Sozialer Hermann
Von TeleTalk-Redakteurin Susanne Feldt, feldt(at)teletalk.de
Der macht einen Hermann!“, sagt man gern, wenn jemand viel Aufhebens um eine Sache macht. Ein Hermann, manche werden es wissen, ist ein Hefeteig, der häppchenweise von Person zu Person weitergegeben, gefüttert und so letztlich immer mehr wird. Wie ein Kettenbrief geht ein Hermann in immer mehr Küchen als Kuchen auf und veranschaulicht seit vor-digitalen Zeiten, was wir heute „virale Effekte“ nennen.
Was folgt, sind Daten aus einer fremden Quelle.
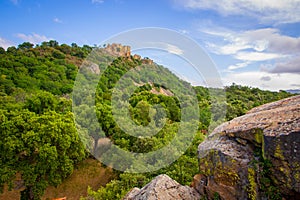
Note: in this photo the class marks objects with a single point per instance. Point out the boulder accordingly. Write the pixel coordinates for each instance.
(163, 188)
(254, 156)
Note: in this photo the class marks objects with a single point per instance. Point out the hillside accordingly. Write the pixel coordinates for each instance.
(253, 156)
(44, 145)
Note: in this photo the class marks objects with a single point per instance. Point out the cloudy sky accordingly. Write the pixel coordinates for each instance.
(251, 42)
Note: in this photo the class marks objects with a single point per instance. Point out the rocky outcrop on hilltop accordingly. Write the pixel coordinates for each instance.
(255, 156)
(163, 188)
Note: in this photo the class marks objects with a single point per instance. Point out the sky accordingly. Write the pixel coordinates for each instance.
(251, 42)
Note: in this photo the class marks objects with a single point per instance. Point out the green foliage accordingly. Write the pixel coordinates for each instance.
(40, 141)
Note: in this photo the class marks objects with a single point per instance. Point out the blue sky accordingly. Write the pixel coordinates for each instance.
(252, 42)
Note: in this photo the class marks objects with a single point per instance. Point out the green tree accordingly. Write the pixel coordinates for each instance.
(42, 148)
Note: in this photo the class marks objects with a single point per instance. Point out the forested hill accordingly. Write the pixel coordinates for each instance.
(39, 138)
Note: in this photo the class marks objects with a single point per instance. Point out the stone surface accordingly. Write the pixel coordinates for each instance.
(163, 188)
(226, 157)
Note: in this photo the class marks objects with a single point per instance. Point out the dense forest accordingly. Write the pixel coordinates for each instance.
(41, 141)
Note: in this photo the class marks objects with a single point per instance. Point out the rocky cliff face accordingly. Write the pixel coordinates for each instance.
(163, 188)
(254, 156)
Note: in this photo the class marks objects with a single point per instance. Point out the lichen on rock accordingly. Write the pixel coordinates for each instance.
(226, 157)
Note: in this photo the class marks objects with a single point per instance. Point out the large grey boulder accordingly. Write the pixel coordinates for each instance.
(163, 188)
(253, 155)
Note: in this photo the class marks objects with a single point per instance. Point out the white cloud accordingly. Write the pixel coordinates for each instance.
(263, 80)
(5, 43)
(173, 49)
(256, 46)
(281, 11)
(97, 1)
(290, 66)
(57, 20)
(257, 56)
(238, 65)
(33, 38)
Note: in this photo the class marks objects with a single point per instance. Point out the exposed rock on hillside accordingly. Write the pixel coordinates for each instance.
(163, 188)
(253, 156)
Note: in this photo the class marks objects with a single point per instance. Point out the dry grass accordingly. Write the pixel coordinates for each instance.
(88, 173)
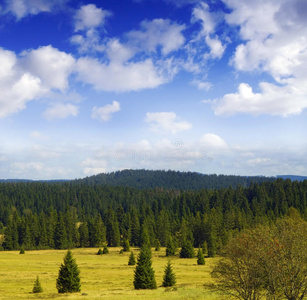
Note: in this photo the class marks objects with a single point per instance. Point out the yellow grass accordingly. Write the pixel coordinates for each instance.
(102, 276)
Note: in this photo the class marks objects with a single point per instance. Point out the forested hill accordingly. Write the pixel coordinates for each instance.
(146, 179)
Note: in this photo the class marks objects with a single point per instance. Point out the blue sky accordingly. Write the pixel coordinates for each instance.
(214, 86)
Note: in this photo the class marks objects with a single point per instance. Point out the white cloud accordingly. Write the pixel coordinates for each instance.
(39, 136)
(212, 142)
(202, 14)
(260, 161)
(60, 111)
(274, 34)
(202, 85)
(104, 113)
(272, 100)
(121, 77)
(166, 122)
(17, 86)
(93, 166)
(89, 16)
(51, 65)
(158, 32)
(22, 8)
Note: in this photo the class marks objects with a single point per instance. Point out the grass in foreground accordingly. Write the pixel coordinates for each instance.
(102, 276)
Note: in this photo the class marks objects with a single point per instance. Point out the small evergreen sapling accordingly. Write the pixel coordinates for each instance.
(126, 246)
(170, 247)
(187, 250)
(37, 286)
(105, 250)
(200, 257)
(169, 278)
(68, 280)
(131, 261)
(144, 275)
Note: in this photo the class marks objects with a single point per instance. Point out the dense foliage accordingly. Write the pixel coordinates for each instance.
(169, 277)
(68, 280)
(266, 262)
(41, 215)
(148, 179)
(144, 275)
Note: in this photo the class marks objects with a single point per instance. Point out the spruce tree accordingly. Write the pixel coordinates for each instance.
(131, 261)
(170, 247)
(68, 280)
(144, 275)
(187, 250)
(126, 246)
(200, 257)
(37, 286)
(169, 278)
(211, 245)
(105, 250)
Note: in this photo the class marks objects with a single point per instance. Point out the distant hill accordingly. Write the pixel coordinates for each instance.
(292, 177)
(146, 179)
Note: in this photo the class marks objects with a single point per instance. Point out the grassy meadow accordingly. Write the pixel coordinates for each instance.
(105, 276)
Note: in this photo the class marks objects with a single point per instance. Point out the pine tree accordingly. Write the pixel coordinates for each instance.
(187, 250)
(144, 275)
(157, 245)
(105, 250)
(131, 261)
(200, 257)
(68, 280)
(170, 248)
(37, 286)
(126, 246)
(211, 245)
(169, 278)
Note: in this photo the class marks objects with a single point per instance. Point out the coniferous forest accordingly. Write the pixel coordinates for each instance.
(62, 215)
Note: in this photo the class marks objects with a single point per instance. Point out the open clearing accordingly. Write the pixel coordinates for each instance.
(102, 276)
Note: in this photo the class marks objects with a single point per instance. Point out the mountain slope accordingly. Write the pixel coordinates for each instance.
(144, 179)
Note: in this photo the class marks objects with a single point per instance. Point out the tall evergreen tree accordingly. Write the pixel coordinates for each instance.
(144, 275)
(60, 235)
(131, 261)
(200, 257)
(170, 247)
(68, 280)
(169, 278)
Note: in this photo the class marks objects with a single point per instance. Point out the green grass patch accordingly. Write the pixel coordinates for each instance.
(105, 276)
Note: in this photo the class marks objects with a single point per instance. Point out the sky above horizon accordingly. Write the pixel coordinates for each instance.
(216, 87)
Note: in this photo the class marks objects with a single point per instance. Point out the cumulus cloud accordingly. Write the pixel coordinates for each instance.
(34, 74)
(92, 166)
(22, 8)
(104, 113)
(158, 32)
(89, 16)
(17, 86)
(121, 77)
(212, 142)
(275, 43)
(272, 100)
(166, 122)
(201, 13)
(52, 66)
(60, 111)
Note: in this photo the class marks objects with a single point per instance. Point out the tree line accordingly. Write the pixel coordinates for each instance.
(147, 179)
(41, 215)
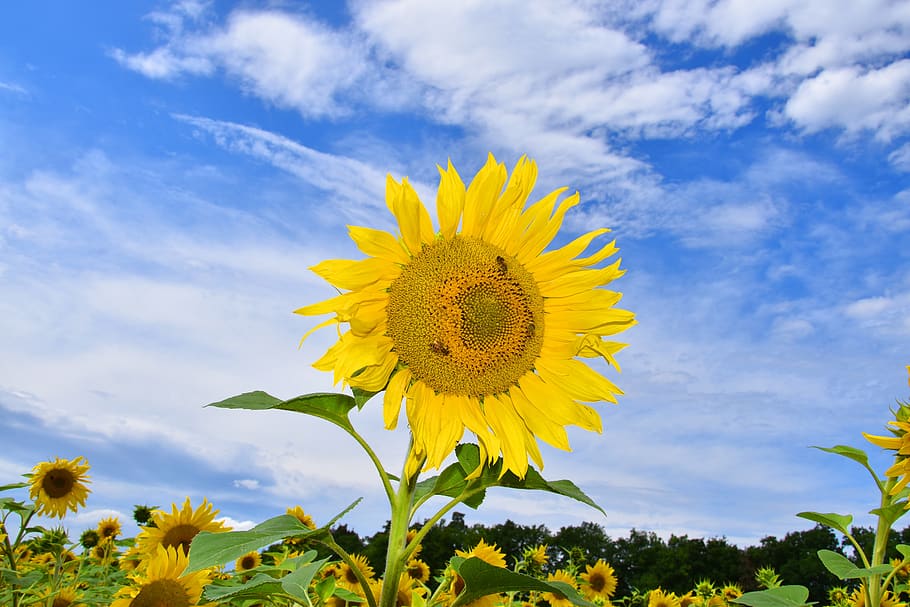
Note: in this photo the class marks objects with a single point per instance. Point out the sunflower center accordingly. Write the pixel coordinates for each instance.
(180, 535)
(162, 593)
(466, 317)
(58, 483)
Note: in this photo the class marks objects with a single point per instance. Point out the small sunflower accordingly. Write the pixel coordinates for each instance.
(488, 553)
(347, 577)
(163, 583)
(659, 598)
(178, 528)
(600, 580)
(59, 486)
(109, 528)
(731, 592)
(478, 329)
(302, 516)
(418, 570)
(557, 599)
(248, 561)
(537, 555)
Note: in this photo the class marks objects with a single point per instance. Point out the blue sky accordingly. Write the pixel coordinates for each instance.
(169, 171)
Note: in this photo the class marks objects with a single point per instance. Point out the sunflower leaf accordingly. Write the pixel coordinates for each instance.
(845, 569)
(259, 586)
(330, 406)
(481, 579)
(782, 596)
(361, 396)
(248, 400)
(840, 522)
(297, 582)
(212, 549)
(13, 486)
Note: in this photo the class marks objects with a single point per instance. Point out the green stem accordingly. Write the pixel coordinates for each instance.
(355, 569)
(398, 533)
(383, 475)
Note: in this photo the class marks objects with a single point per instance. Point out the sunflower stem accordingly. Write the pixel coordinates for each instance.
(398, 532)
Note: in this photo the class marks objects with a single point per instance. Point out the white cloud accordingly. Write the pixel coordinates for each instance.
(850, 98)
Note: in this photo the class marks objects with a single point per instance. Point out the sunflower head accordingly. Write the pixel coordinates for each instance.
(164, 582)
(557, 599)
(600, 580)
(248, 561)
(474, 324)
(59, 486)
(178, 528)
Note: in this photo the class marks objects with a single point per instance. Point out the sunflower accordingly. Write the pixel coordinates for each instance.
(248, 561)
(600, 580)
(659, 598)
(109, 528)
(178, 528)
(557, 599)
(418, 570)
(59, 485)
(164, 583)
(477, 329)
(731, 592)
(347, 577)
(537, 555)
(302, 516)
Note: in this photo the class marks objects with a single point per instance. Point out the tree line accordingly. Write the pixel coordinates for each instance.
(642, 560)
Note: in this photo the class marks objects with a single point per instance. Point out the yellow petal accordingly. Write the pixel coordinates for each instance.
(449, 201)
(482, 194)
(578, 380)
(391, 400)
(356, 274)
(541, 234)
(378, 243)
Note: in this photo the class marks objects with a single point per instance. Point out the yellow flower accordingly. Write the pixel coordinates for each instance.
(488, 553)
(659, 598)
(248, 561)
(109, 528)
(731, 592)
(302, 516)
(600, 580)
(59, 485)
(418, 570)
(477, 329)
(537, 555)
(177, 529)
(558, 599)
(163, 583)
(347, 576)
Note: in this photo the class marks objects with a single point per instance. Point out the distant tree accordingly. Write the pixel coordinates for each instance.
(795, 558)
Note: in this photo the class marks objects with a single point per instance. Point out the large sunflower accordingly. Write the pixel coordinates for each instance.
(477, 329)
(177, 529)
(59, 485)
(164, 583)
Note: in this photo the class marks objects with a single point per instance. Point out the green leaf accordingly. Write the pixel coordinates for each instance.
(248, 400)
(361, 396)
(212, 549)
(482, 579)
(890, 513)
(844, 568)
(782, 596)
(13, 486)
(297, 582)
(841, 522)
(857, 455)
(330, 406)
(259, 586)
Der aktuelle Hermann hört auf den Namen Social Media. Zum einen, weil der Begriff mittlerweile überall zum Thema wird, zum anderen, weil er ziemlich gut beschreibt, wie sich in sozialen Netzwerken jede noch so kleine Portion zur Masse bläht. Aber was ist eigentlich so neu daran, dass Kunden schlechte Erfahrungen mit anderen teilen und sie nach Möglichkeit verbreiten? Was soll es uns sagen, wenn Studienautoren und Berater erklären, dass Kunden-Meinungen immer wichtiger werden? Wer wollte, konnte auch vor dem Siegeszug der Foren und Blogs die Beschwerden seiner Kunden ernst nehmen. Wo also liegt das Problem?
Es ist wohl weniger das Wörtchen „Social“, als vielmehr das kleine Wörtchen „Media“, um das es geht.
Eine Beschwerde war bislang eine Sache zwischen Kunde und Unternehmen in einem geschützten Dialog. Für negative Schlagzeilen in den Medien reichte es meist nicht – dazu musste es schon richtig dicke kommen. Denn der Weg eines Problems in eine Tageszeitung oder Fernsehsendung war weit, blockiert von der ordnenden Hand einer Redaktion, die Vorfälle prüfte und, Gott weiß wie oft, als berichtenswerten Inhalt schlicht verwarf. Das ist in Blogs und Foren völlig anders: Ein kleiner Patzer, ein ungeahnter Fehler, ein ungeschickter Nutzer – schon weiß es die halbe Welt. Und die gibt den Hermann genüßlich an die restliche Hälfte weiter, angefüttert mit weiteren ungefilterten Details. Und die Masse wächst, denn digitale Inhalte verfallen nicht und jeder packt gern noch einen Kommentar dazu, früher Senf genannt.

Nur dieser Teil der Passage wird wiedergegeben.